MegaR provides an unprecedented opportunity to develop machine learning models from metagenomic data available publicly as well as to perform do classification of data based on the optimal model we developed.
The description below walk you through the analysis of the WGS of three country cohort where samples are categorized based on their country of origin using machine leanring techniques. The general workflow is described in below.
Usage with megaR():
megaR can take both otu table and biom file from popular metagenomic profiling tools, metaphlan and qiime. The data set can be found inside data folder. Clicking the browse tab, user can upload the input file from any where in the computer path. After the data is uploaded, the contents of the data is displayed under the data tab.
After the data is loaded, it can be preprocessed to allow eficient machine leaning. Click preprocess tab and select appropriate taxonomic level information to use for machine learning. Genus Level and Species Level tab returns genuses and species level from the dataset as the feature. All tabs trakes back the taxon level for unclassified higher order.
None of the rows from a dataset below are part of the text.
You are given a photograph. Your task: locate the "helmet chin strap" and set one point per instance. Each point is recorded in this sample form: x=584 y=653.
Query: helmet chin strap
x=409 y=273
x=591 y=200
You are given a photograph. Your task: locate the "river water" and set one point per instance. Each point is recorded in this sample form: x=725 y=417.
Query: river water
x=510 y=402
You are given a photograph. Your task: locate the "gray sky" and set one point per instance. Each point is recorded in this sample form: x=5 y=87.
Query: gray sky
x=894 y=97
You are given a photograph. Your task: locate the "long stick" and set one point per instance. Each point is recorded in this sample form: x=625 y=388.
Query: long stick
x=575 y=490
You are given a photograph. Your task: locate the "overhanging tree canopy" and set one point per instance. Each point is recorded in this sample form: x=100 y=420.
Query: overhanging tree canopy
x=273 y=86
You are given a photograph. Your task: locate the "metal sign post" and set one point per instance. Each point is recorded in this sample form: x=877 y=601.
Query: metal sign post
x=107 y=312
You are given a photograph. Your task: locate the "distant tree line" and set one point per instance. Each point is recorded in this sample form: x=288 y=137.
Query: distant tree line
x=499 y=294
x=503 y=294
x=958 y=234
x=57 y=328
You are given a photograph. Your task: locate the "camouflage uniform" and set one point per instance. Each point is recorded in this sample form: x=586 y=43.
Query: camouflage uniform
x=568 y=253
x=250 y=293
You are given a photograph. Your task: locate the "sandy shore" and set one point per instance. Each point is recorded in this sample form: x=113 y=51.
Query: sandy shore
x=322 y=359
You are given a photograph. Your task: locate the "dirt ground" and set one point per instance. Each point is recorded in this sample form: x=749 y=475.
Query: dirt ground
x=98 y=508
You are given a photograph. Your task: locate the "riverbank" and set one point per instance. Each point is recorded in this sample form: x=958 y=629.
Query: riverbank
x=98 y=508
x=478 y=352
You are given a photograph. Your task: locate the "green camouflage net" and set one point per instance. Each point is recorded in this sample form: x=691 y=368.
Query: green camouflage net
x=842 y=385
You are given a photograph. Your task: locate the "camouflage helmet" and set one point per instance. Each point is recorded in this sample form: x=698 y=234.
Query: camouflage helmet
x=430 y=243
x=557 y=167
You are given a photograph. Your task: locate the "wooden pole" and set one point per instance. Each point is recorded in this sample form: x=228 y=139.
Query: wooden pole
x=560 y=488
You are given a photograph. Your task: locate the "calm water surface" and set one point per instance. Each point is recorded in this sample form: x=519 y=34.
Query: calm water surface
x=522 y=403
The slider bar can be adjusted to select the percentage of sample that should include the threshold amount of abundance present in the data. Finally there is a choice for normalizing the data. After choosing either to normalize the data or not, the processed data that is ready for building machine learning models is seen under data tab.
There are three machine learing model available for classification purpose. Select appropriate machine learning model.
Upload the metadata that contain information about the sample.The metadata should be tab separated files with rows containing sample ids and columns containing the other information like class that each sample belongs to. The sample id in the metadata must match exactly to sample id in initial metaphlan/qiime files. Mention which column in metadata contain id that match with the initial metaphlan and qiime result and also the column where the class this sample are stored is mentioned. Then select the percentage of data that you want to use to train a model. One can use as much as 100% of the data but then there will be no test set to generate confusion matrix. The error rate of prediction during training an model is given by the plot under error rate.
The plot can be downloaded by clicking in download the plot button to save for future use.
The error rate of prediction on test set is a better estimate of model accuracy and it can be estimated using confusion matrix generated under confusion Matrix tab. The Statistics of how well the model performs can also be obtained using the statistics tab.
From a practical perspective, it is important to identify features that are important in identifying the class of metagenomic sample. The top ten important species or genus crucial in identifying the class of sample along with their variable importance is shown under the Important Feature tab.
An additional feature of tool that can improve accuracy is class to remove tab. When more than two class are present, a class can be removed to increase accuracy. This also allows to remove control from the class category.
Finally, we can upload unknown test set and get the prediction on which category they fall into as a list. Unknown set must be biom file if model is developed from qiime data and merged metaphlan table if model is developed from the metaphlan data.